Maximum Depth of Binary Tree easy

Problem Statement

Given the root of a binary tree, return its maximum depth.

A binary tree's maximum depth is the number of nodes along the longest path from the root node down to the farthest leaf node.

Example 1

Input: root = [3,9,20,null,null,15,7] Output: 3

Example 2

Input: root = [1,null,2] Output: 2

Steps

1. Base Case: If the root is null, the depth is 0.
2. Recursive Step: Recursively calculate the maximum depth of the left and right subtrees.
3. Max Depth: The maximum depth of the tree is 1 plus the maximum of the depths of the left and right subtrees.

Explanation

The solution uses Depth-First Search (DFS) recursively. We start at the root. If the root is null, we've reached the end of a branch and return 0. Otherwise, we recursively calculate the depth of the left and right subtrees. The maximum depth of the entire tree is one more than the maximum depth of its subtrees (because we add the current node).
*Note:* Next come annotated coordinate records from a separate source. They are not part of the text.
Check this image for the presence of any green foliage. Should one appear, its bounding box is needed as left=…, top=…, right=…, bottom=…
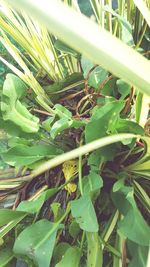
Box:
left=55, top=247, right=80, bottom=267
left=71, top=195, right=98, bottom=232
left=13, top=219, right=61, bottom=267
left=0, top=0, right=150, bottom=267
left=1, top=74, right=39, bottom=133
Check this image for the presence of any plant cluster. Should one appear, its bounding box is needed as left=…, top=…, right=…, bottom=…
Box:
left=0, top=0, right=150, bottom=267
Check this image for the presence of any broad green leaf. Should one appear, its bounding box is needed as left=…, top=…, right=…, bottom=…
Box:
left=17, top=188, right=58, bottom=216
left=0, top=248, right=14, bottom=267
left=116, top=119, right=144, bottom=135
left=51, top=202, right=64, bottom=222
left=13, top=219, right=61, bottom=267
left=54, top=104, right=72, bottom=119
left=88, top=144, right=120, bottom=170
left=44, top=72, right=84, bottom=96
left=71, top=195, right=98, bottom=232
left=83, top=171, right=103, bottom=195
left=2, top=145, right=62, bottom=166
left=69, top=220, right=81, bottom=238
left=117, top=79, right=131, bottom=99
left=7, top=0, right=150, bottom=95
left=52, top=242, right=71, bottom=265
left=104, top=6, right=134, bottom=46
left=127, top=240, right=149, bottom=267
left=50, top=117, right=72, bottom=139
left=0, top=217, right=27, bottom=238
left=112, top=186, right=150, bottom=246
left=0, top=209, right=26, bottom=227
left=1, top=74, right=39, bottom=133
left=86, top=232, right=103, bottom=267
left=88, top=66, right=108, bottom=90
left=85, top=100, right=124, bottom=143
left=55, top=247, right=80, bottom=267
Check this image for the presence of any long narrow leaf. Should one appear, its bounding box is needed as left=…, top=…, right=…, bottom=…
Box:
left=7, top=0, right=150, bottom=95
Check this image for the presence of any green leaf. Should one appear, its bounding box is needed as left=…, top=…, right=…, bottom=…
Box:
left=71, top=195, right=98, bottom=232
left=1, top=74, right=39, bottom=133
left=88, top=66, right=108, bottom=90
left=69, top=220, right=81, bottom=238
left=127, top=240, right=149, bottom=267
left=17, top=188, right=58, bottom=216
left=117, top=79, right=131, bottom=99
left=13, top=219, right=61, bottom=267
left=112, top=186, right=150, bottom=246
left=51, top=202, right=64, bottom=222
left=52, top=242, right=71, bottom=265
left=85, top=100, right=124, bottom=143
left=116, top=119, right=144, bottom=135
left=81, top=56, right=94, bottom=78
left=83, top=171, right=103, bottom=195
left=50, top=118, right=72, bottom=139
left=104, top=6, right=134, bottom=46
left=0, top=248, right=14, bottom=267
left=86, top=233, right=103, bottom=267
left=55, top=247, right=80, bottom=267
left=54, top=40, right=79, bottom=57
left=0, top=209, right=26, bottom=227
left=2, top=145, right=62, bottom=166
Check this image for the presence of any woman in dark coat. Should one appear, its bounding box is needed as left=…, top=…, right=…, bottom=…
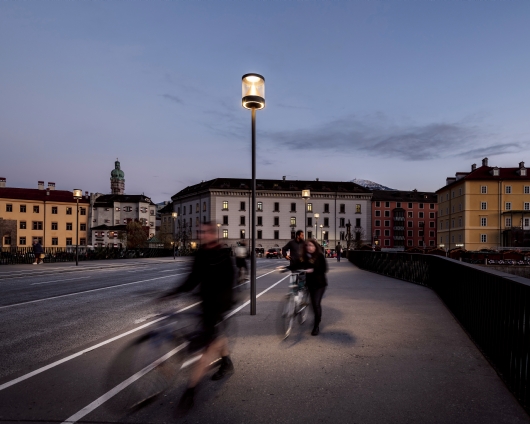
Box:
left=304, top=240, right=328, bottom=336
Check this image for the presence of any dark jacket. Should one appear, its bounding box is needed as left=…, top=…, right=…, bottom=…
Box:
left=33, top=242, right=44, bottom=255
left=304, top=254, right=328, bottom=290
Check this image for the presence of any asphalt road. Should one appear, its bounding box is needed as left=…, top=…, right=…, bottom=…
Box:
left=0, top=259, right=530, bottom=424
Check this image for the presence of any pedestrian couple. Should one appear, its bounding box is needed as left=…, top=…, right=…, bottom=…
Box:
left=282, top=230, right=328, bottom=336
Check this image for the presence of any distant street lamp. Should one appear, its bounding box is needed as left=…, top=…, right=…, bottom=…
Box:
left=73, top=188, right=83, bottom=266
left=302, top=190, right=311, bottom=234
left=241, top=74, right=265, bottom=315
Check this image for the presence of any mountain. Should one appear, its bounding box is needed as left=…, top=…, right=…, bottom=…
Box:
left=351, top=178, right=395, bottom=191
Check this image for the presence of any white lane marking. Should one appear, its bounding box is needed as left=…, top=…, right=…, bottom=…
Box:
left=63, top=342, right=188, bottom=424
left=62, top=270, right=289, bottom=424
left=30, top=277, right=90, bottom=286
left=0, top=272, right=187, bottom=309
left=0, top=302, right=201, bottom=391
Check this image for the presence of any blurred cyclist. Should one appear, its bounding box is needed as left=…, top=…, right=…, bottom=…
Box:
left=164, top=223, right=234, bottom=409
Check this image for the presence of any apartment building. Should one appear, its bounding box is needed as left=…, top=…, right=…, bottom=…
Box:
left=0, top=178, right=89, bottom=248
left=436, top=158, right=530, bottom=250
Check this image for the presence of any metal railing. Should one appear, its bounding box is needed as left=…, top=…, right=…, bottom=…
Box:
left=349, top=251, right=530, bottom=411
left=0, top=246, right=173, bottom=265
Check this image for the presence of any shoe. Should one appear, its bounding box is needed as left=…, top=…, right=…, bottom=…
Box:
left=212, top=356, right=234, bottom=381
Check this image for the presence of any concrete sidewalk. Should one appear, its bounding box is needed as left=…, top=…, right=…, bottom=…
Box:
left=133, top=260, right=530, bottom=424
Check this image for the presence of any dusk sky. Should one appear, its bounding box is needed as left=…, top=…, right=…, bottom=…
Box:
left=0, top=0, right=530, bottom=202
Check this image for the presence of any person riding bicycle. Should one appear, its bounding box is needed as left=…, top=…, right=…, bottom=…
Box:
left=163, top=223, right=234, bottom=409
left=282, top=230, right=304, bottom=271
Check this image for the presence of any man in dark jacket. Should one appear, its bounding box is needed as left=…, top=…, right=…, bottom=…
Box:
left=282, top=230, right=304, bottom=271
left=165, top=223, right=234, bottom=408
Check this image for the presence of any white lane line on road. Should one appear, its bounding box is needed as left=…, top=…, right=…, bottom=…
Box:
left=0, top=302, right=201, bottom=391
left=30, top=277, right=90, bottom=286
left=63, top=342, right=189, bottom=424
left=0, top=272, right=187, bottom=309
left=62, top=269, right=289, bottom=424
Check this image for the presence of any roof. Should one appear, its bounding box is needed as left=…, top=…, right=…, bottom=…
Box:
left=372, top=190, right=437, bottom=203
left=0, top=187, right=89, bottom=203
left=94, top=194, right=155, bottom=206
left=436, top=166, right=530, bottom=193
left=171, top=178, right=372, bottom=200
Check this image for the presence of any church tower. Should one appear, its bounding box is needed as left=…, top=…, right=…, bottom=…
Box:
left=110, top=158, right=125, bottom=194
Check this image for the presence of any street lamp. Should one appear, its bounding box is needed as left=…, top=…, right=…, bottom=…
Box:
left=73, top=188, right=83, bottom=266
left=241, top=74, right=265, bottom=315
left=302, top=190, right=311, bottom=233
left=171, top=212, right=179, bottom=260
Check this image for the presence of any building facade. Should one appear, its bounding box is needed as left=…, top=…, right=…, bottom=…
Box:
left=371, top=190, right=438, bottom=250
left=0, top=178, right=89, bottom=248
left=171, top=178, right=371, bottom=249
left=436, top=158, right=530, bottom=250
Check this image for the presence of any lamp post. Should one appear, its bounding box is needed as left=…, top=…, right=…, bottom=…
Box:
left=241, top=74, right=265, bottom=315
left=73, top=188, right=83, bottom=266
left=302, top=190, right=311, bottom=237
left=171, top=212, right=179, bottom=260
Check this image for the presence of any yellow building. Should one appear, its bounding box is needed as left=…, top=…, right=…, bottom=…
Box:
left=436, top=158, right=530, bottom=250
left=0, top=178, right=89, bottom=248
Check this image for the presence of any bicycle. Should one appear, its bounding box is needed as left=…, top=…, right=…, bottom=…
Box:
left=280, top=271, right=309, bottom=340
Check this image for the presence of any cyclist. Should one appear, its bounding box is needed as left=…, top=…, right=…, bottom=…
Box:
left=164, top=223, right=234, bottom=409
left=282, top=230, right=304, bottom=271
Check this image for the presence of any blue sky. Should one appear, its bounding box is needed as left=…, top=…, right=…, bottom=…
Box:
left=0, top=0, right=530, bottom=201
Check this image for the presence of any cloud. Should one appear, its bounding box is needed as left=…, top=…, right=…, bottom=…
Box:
left=265, top=113, right=528, bottom=161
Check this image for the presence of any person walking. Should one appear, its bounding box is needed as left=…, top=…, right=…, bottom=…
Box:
left=335, top=242, right=342, bottom=262
left=304, top=239, right=328, bottom=336
left=33, top=239, right=44, bottom=265
left=282, top=230, right=304, bottom=271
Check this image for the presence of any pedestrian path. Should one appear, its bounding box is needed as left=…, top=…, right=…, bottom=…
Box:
left=127, top=260, right=530, bottom=424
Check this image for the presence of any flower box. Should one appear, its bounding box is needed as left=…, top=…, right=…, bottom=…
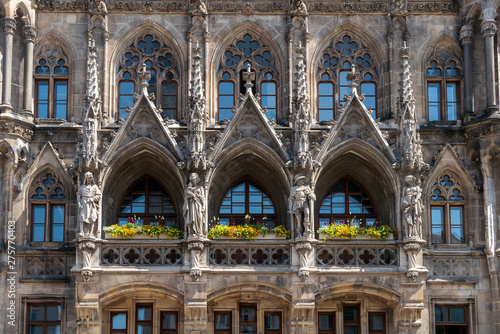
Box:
left=318, top=233, right=394, bottom=241
left=104, top=232, right=179, bottom=240
left=214, top=234, right=286, bottom=240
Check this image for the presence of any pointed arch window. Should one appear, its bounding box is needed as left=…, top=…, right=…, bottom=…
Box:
left=117, top=33, right=179, bottom=120
left=34, top=44, right=69, bottom=119
left=319, top=177, right=378, bottom=227
left=219, top=177, right=276, bottom=227
left=217, top=33, right=279, bottom=121
left=29, top=172, right=67, bottom=242
left=316, top=35, right=378, bottom=122
left=429, top=174, right=466, bottom=244
left=117, top=175, right=176, bottom=226
left=426, top=48, right=462, bottom=122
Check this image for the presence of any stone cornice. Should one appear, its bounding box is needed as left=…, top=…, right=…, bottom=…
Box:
left=34, top=0, right=460, bottom=15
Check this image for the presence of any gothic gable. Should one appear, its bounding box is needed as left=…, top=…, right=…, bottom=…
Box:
left=316, top=92, right=396, bottom=163
left=104, top=94, right=182, bottom=162
left=210, top=93, right=288, bottom=162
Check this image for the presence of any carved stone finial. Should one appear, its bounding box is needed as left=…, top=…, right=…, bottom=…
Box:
left=243, top=63, right=255, bottom=94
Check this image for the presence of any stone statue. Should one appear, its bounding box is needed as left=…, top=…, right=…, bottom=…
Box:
left=77, top=172, right=101, bottom=236
left=290, top=0, right=307, bottom=16
left=402, top=175, right=424, bottom=239
left=182, top=173, right=206, bottom=238
left=288, top=174, right=316, bottom=237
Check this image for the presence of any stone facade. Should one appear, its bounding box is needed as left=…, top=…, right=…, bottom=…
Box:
left=0, top=0, right=500, bottom=334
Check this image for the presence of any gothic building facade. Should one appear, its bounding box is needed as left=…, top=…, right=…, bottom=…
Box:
left=0, top=0, right=500, bottom=334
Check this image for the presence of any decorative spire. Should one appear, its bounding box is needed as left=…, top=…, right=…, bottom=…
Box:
left=188, top=42, right=208, bottom=169
left=397, top=42, right=428, bottom=172
left=243, top=63, right=255, bottom=94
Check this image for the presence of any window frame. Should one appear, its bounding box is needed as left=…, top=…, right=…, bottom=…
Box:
left=116, top=174, right=178, bottom=225
left=109, top=311, right=129, bottom=334
left=317, top=176, right=379, bottom=228
left=26, top=301, right=63, bottom=334
left=214, top=311, right=233, bottom=334
left=217, top=175, right=278, bottom=226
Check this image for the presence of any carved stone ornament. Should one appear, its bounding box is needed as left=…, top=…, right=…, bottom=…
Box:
left=288, top=173, right=316, bottom=238
left=77, top=172, right=101, bottom=238
left=182, top=173, right=206, bottom=239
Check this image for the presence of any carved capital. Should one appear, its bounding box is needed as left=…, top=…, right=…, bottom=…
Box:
left=459, top=25, right=474, bottom=45
left=0, top=17, right=16, bottom=35
left=481, top=20, right=497, bottom=37
left=23, top=26, right=36, bottom=43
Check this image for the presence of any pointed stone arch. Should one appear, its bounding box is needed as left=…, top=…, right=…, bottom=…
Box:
left=101, top=138, right=184, bottom=230
left=207, top=139, right=290, bottom=226
left=313, top=139, right=401, bottom=230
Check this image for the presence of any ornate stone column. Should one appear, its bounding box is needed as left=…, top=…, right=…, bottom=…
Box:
left=460, top=25, right=474, bottom=121
left=1, top=17, right=16, bottom=112
left=481, top=19, right=497, bottom=109
left=23, top=25, right=36, bottom=117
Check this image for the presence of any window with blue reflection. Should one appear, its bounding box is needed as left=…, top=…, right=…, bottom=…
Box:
left=426, top=57, right=462, bottom=122
left=219, top=177, right=276, bottom=227
left=319, top=177, right=377, bottom=227
left=117, top=175, right=176, bottom=226
left=429, top=174, right=466, bottom=244
left=29, top=172, right=67, bottom=242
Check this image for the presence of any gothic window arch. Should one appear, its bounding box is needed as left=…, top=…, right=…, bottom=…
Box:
left=318, top=176, right=378, bottom=227
left=117, top=33, right=179, bottom=120
left=217, top=33, right=279, bottom=121
left=117, top=175, right=177, bottom=226
left=219, top=176, right=276, bottom=227
left=29, top=171, right=68, bottom=242
left=34, top=43, right=70, bottom=119
left=429, top=173, right=466, bottom=244
left=426, top=45, right=462, bottom=122
left=316, top=34, right=378, bottom=122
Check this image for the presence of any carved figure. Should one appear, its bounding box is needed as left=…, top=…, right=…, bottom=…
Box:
left=191, top=0, right=208, bottom=15
left=77, top=172, right=101, bottom=236
left=290, top=0, right=307, bottom=16
left=288, top=174, right=316, bottom=237
left=182, top=173, right=206, bottom=238
left=402, top=175, right=424, bottom=239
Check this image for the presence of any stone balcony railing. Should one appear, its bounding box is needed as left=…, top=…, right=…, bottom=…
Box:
left=100, top=239, right=399, bottom=269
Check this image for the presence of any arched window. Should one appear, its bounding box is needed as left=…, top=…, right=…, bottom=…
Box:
left=217, top=33, right=278, bottom=121
left=29, top=172, right=67, bottom=242
left=429, top=174, right=465, bottom=244
left=117, top=175, right=176, bottom=226
left=316, top=35, right=378, bottom=122
left=34, top=44, right=69, bottom=119
left=426, top=53, right=461, bottom=122
left=319, top=177, right=377, bottom=227
left=118, top=34, right=179, bottom=120
left=219, top=177, right=276, bottom=227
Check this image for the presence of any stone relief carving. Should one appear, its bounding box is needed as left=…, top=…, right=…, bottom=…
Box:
left=76, top=172, right=101, bottom=237
left=182, top=173, right=206, bottom=239
left=288, top=173, right=316, bottom=238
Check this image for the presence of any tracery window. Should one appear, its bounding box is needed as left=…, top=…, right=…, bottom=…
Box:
left=319, top=177, right=377, bottom=227
left=117, top=175, right=176, bottom=226
left=316, top=35, right=378, bottom=122
left=426, top=48, right=462, bottom=122
left=34, top=44, right=69, bottom=119
left=219, top=177, right=276, bottom=227
left=429, top=174, right=465, bottom=244
left=217, top=33, right=278, bottom=121
left=117, top=34, right=179, bottom=120
left=29, top=172, right=67, bottom=242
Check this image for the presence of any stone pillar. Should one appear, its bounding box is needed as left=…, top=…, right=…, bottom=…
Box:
left=481, top=19, right=497, bottom=109
left=1, top=17, right=16, bottom=112
left=460, top=25, right=474, bottom=121
left=23, top=25, right=36, bottom=117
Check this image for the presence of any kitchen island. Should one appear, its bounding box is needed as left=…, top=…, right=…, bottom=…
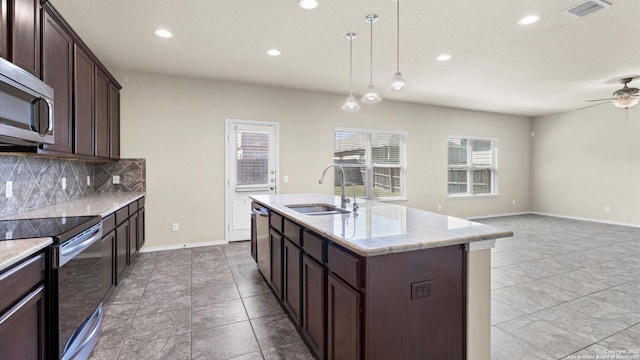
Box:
left=252, top=194, right=513, bottom=360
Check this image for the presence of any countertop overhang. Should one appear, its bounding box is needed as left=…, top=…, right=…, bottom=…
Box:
left=251, top=194, right=513, bottom=257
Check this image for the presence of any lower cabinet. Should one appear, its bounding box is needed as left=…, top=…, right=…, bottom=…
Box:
left=302, top=254, right=326, bottom=359
left=282, top=238, right=302, bottom=326
left=327, top=273, right=360, bottom=360
left=0, top=253, right=46, bottom=360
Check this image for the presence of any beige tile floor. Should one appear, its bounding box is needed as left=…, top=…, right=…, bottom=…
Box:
left=91, top=215, right=640, bottom=360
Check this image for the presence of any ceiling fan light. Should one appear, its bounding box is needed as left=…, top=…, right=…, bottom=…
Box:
left=342, top=94, right=360, bottom=111
left=389, top=72, right=407, bottom=91
left=613, top=97, right=640, bottom=109
left=298, top=0, right=319, bottom=10
left=360, top=85, right=382, bottom=104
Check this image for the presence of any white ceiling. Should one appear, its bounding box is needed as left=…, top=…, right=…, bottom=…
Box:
left=52, top=0, right=640, bottom=116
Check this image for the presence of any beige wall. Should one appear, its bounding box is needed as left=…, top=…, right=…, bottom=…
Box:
left=115, top=71, right=531, bottom=247
left=531, top=105, right=640, bottom=225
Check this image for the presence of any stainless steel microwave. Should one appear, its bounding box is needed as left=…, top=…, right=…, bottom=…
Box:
left=0, top=58, right=54, bottom=146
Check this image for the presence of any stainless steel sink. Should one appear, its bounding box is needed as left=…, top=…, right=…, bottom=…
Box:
left=285, top=204, right=351, bottom=215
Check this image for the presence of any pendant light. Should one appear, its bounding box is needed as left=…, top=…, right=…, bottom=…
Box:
left=342, top=33, right=360, bottom=111
left=389, top=0, right=407, bottom=91
left=361, top=14, right=382, bottom=104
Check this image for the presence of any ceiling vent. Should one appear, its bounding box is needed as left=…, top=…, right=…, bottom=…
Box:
left=563, top=0, right=611, bottom=17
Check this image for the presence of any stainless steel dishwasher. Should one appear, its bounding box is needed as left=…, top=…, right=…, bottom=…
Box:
left=251, top=206, right=271, bottom=281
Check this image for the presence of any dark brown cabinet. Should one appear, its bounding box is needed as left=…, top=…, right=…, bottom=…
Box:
left=73, top=45, right=95, bottom=156
left=327, top=273, right=360, bottom=360
left=9, top=0, right=40, bottom=77
left=109, top=82, right=120, bottom=160
left=0, top=0, right=9, bottom=59
left=269, top=229, right=283, bottom=300
left=0, top=253, right=46, bottom=360
left=302, top=254, right=326, bottom=359
left=42, top=8, right=73, bottom=153
left=282, top=238, right=302, bottom=326
left=115, top=220, right=129, bottom=285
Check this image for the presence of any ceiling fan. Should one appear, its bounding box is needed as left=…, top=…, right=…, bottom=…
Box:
left=578, top=77, right=640, bottom=110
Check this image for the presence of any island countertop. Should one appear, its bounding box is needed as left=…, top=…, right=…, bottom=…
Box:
left=251, top=194, right=513, bottom=256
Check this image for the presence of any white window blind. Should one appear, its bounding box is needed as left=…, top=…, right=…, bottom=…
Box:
left=447, top=136, right=498, bottom=196
left=333, top=129, right=406, bottom=200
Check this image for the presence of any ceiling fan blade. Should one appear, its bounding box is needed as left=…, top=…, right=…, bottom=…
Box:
left=586, top=98, right=618, bottom=102
left=576, top=100, right=609, bottom=110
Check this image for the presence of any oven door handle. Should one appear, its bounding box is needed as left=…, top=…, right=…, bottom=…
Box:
left=59, top=224, right=102, bottom=266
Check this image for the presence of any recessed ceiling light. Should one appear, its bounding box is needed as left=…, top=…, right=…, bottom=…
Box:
left=518, top=15, right=540, bottom=25
left=298, top=0, right=318, bottom=10
left=154, top=29, right=173, bottom=39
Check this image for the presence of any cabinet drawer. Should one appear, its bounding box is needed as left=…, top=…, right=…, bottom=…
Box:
left=284, top=219, right=302, bottom=246
left=0, top=253, right=45, bottom=314
left=302, top=231, right=327, bottom=264
left=327, top=245, right=360, bottom=289
left=116, top=206, right=129, bottom=225
left=102, top=214, right=116, bottom=234
left=129, top=201, right=138, bottom=215
left=269, top=211, right=284, bottom=234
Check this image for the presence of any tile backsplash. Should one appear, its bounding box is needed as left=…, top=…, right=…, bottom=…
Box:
left=0, top=154, right=146, bottom=215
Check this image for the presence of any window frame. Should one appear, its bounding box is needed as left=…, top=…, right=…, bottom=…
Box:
left=447, top=135, right=500, bottom=199
left=332, top=127, right=409, bottom=202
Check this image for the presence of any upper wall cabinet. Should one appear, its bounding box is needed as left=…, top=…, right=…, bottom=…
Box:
left=8, top=0, right=40, bottom=77
left=42, top=8, right=73, bottom=154
left=0, top=0, right=9, bottom=59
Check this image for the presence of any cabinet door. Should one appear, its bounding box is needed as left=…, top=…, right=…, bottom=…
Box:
left=0, top=0, right=9, bottom=59
left=93, top=67, right=110, bottom=158
left=42, top=11, right=73, bottom=153
left=109, top=83, right=120, bottom=159
left=136, top=208, right=144, bottom=251
left=115, top=220, right=129, bottom=285
left=282, top=238, right=302, bottom=327
left=128, top=213, right=138, bottom=265
left=269, top=229, right=282, bottom=300
left=302, top=254, right=326, bottom=359
left=0, top=286, right=46, bottom=360
left=102, top=231, right=116, bottom=301
left=11, top=0, right=40, bottom=78
left=73, top=44, right=95, bottom=156
left=327, top=273, right=360, bottom=360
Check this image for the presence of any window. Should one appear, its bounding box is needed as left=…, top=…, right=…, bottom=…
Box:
left=447, top=136, right=498, bottom=196
left=333, top=128, right=407, bottom=200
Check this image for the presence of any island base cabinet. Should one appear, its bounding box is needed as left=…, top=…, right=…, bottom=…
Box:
left=302, top=254, right=326, bottom=359
left=326, top=273, right=361, bottom=360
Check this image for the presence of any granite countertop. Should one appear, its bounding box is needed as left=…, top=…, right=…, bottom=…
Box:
left=0, top=193, right=145, bottom=270
left=251, top=194, right=513, bottom=256
left=0, top=192, right=145, bottom=220
left=0, top=238, right=53, bottom=271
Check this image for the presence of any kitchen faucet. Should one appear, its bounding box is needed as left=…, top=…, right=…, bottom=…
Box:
left=318, top=164, right=356, bottom=209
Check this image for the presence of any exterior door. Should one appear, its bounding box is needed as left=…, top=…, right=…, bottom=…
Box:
left=225, top=119, right=278, bottom=241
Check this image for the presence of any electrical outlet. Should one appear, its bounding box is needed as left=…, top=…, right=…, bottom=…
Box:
left=4, top=181, right=13, bottom=198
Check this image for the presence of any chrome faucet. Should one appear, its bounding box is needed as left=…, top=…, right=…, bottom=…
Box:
left=318, top=164, right=356, bottom=209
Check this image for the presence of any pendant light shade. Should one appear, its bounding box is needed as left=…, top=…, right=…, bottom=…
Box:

The Math.max() function helps us find the larger of the two subtree depths.

Code

class TreeNode {
    val: number;
    left: TreeNode | null;
    right: TreeNode | null;
    constructor(val?: number, left?: TreeNode | null, right?: TreeNode | null) {
        this.val = val === undefined ? 0 : val;
        this.left = left === undefined ? null : left;
        this.right = right === undefined ? null : right;
    }
}

function maxDepth(root: TreeNode | null): number {
    if (root === null) {
        return 0;
    } else {
        let leftDepth = maxDepth(root.left);
        let rightDepth = maxDepth(root.right);
        return Math.max(leftDepth, rightDepth) + 1;
    }
};

Complexity

• Time Complexity: O(N), where N is the number of nodes in the tree. We visit each node once.
• Space Complexity: O(H), where H is the height of the tree. This is due to the recursive call stack. In the worst case (a skewed tree), H can be equal to N. In the best case (a balanced tree), H is log₂(N).